関沼慶子は、自分を利用して棄てた男の結婚披露宴に、散弾銃を抱えて踊り込もうとしていた。
織口邦男は職場では温和で面倒見のよい「お父さん」だったが、この夜、或る目的のために関沼の銃を奪おうとしていた。
織口を慕う後輩、佐倉修二は、ある予感を感じ、織口を追いかける。


いくつもの顔と事情・情景、さらに、付随する顔たちがばらばらに動き出すが、やがて目的地が絞られると、そこに向かって走り始める。
間に合うのか、必ず、どうか、と願いながら、速力をあげて走っているような気持ちで読んでいる。
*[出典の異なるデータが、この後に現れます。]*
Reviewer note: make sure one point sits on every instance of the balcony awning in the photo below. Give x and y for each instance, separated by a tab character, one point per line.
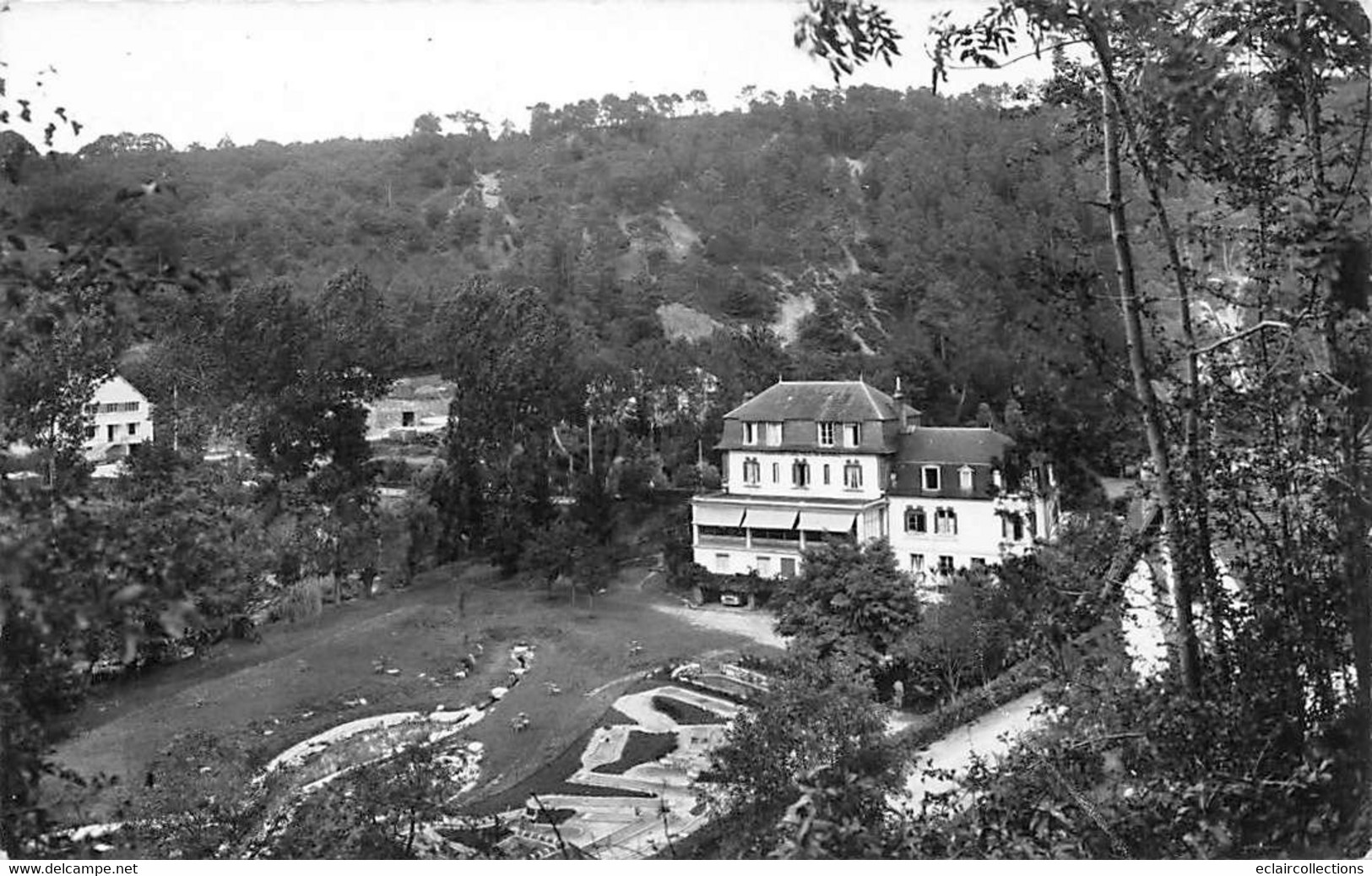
770	518
718	515
827	520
夢中で読みながら、「この物語がなぜスナーク狩り?」と思わないでいられなかった。
『スナーク狩り』はルイス・キャロルのナンセンス叙事詩だった。
誰も見た事のない、いるのかいないのかわからない怪物(?)スナークを大真面目に狩りにいく探検隊の話だった。
だけど、宮部みゆきの『スナーク狩り』は、狩る(?)べきものも、目的地も最初から定まっている。
どうしてスナーク狩りなんだろう、と思いながら読んでいると……
あ、そういうことだったのか、と思ったのは、この言葉に出会った時かもしれない。
「この目の奥に囚われていた囚人は、××が制御しようとしていた囚人は、もうとっくに脱獄してしまった」


冒頭に冠されたエピグラムは、キャロルの『スナーク狩り』(真崎義博訳)の一節だ。
「おれはスナークと闘うんだ――毎日、日が暮れて夜になると――
 半狂乱の夢のなかで
暗闇のなかでそいつに野菜を与え
 火を起こすのに使うんだ(後略)」


スナークは、人の目の奥に囚われている。
もしも、そいつが脱走したら自分が喰われる。喰われたら自分は消えて、そいつが残る。
そこにそいつがいる、とわかるのは、喰われることを承知して、「出てこい」といいたくなる理由があるからかもしれないのだ。外にいる怪物と自分の中にいる怪物を闘わせたくて。
目の奥で、人は葛藤する。暴れ出ようとする怪物スナークを押さえつけようとする。押さえながら餌を与えて育ててもいる。
こんな状況、おかしくならないほうが不思議だ。
こんなことになったのは、物語の登場人物の一人が言うように、「間違っているのは、~~じゃなくて、もっと別のところのような気がするのです」
でも、それならどうしたらいいのか。


色々なものが失われたが、気になっていた場所に一つ、明りが灯ったことは何よりの喜びだった。